The investigation, led by prosecutors in Catania, Sicily, unveiled a network that involved hired or stolen sailboats transporting migrants through Turkey and Greece to Italy. Some then traveled north to the French border and were taken by vehicle into France by smugglers in border towns, police said.
The arrested suspects included Iraqi Kurds, Afghans and Italians, police said.
One of the ring’s bases purportedly was in Bari, southern Italy, where false documents were issued indicating the people had housing, a requirement for residency permits. Other bases were in Milan and Turin in northern Italy as well as in the town of Ventimiglia, near the French border.
Others involved in the scheme falsified work contracts so the migrants could apply for permission to live in Italy, authorities said.

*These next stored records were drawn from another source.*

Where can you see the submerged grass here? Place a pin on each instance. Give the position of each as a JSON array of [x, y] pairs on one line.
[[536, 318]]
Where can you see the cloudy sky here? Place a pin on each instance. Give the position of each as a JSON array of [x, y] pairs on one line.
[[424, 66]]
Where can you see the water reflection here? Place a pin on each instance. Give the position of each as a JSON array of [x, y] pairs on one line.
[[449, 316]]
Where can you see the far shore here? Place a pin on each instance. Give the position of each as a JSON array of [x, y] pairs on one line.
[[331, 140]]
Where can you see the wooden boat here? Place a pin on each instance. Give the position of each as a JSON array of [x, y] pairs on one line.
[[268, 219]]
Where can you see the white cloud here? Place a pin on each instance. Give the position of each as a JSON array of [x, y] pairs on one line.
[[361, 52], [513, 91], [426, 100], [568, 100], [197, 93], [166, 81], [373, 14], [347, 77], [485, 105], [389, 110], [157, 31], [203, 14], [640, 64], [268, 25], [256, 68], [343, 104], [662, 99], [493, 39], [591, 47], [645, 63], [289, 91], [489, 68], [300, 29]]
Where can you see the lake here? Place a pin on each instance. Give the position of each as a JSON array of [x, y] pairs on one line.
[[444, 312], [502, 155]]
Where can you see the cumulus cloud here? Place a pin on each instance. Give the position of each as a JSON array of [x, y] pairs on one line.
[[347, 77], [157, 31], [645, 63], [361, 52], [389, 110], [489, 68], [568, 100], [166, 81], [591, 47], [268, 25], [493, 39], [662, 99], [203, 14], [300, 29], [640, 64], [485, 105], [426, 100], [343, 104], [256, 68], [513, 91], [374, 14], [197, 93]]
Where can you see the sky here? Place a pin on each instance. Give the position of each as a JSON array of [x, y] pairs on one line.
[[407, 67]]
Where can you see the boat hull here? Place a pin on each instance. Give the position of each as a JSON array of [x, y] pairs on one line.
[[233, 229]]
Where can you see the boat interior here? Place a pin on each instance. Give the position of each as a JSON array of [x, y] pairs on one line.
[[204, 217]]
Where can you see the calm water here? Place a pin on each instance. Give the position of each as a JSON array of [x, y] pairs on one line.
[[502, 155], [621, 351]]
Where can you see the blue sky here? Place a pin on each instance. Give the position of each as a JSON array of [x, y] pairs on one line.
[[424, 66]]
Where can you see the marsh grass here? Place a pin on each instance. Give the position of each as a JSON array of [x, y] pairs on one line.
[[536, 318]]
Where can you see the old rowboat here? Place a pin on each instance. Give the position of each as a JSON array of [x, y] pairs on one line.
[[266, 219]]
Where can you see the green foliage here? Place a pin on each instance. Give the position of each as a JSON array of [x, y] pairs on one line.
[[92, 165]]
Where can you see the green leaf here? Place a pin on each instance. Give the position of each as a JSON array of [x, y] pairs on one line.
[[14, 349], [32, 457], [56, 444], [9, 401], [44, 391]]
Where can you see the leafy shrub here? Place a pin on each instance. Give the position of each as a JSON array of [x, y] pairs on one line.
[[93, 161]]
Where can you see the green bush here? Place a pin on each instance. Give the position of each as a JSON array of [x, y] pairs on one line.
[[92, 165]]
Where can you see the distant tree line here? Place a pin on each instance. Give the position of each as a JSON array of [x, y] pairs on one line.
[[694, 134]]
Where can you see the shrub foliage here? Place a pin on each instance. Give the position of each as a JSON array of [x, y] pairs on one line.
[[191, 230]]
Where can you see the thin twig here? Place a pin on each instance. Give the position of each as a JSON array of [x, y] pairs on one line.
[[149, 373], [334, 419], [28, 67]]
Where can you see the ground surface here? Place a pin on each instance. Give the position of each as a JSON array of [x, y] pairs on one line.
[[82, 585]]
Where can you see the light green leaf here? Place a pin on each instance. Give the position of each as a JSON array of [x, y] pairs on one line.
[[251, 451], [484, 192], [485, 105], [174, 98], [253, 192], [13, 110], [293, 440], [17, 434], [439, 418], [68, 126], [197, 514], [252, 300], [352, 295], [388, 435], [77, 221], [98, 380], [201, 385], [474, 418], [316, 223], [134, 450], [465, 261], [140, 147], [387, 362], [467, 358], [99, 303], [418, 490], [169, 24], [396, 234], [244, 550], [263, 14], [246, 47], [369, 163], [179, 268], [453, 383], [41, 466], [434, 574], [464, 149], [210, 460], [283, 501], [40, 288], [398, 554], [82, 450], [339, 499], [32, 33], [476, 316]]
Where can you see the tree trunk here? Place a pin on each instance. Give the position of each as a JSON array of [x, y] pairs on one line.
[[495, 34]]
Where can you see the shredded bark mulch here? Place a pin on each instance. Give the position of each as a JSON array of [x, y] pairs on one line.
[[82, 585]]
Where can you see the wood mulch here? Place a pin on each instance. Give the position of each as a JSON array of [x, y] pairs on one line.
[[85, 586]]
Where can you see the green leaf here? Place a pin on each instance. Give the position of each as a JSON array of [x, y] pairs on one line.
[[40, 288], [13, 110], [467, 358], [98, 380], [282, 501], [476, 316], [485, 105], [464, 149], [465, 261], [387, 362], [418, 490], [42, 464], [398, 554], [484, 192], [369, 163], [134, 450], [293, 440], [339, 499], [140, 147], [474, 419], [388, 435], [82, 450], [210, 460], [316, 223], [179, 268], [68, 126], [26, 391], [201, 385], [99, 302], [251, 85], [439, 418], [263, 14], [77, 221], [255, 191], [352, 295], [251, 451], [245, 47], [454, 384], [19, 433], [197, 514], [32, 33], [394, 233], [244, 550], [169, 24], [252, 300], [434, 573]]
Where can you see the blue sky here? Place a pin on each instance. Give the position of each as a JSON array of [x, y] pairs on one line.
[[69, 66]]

The investigation began in 2018, triggered by the arrival of 10 boats near the eastern Sicilian city of Syracuse. The boats had sailed from Turkey and Greece in the eastern Mediterranean, and not from Libya, from where for years the majority of the hundreds of thousands of migrants had set out for Italy in traffickers’ unseaworthy vessels.
Skippers who were engaged to sail the boats to Sicily were paid about $1,000 per crossing, while people each paid about $7,200 to be smuggled from Asia, the police said.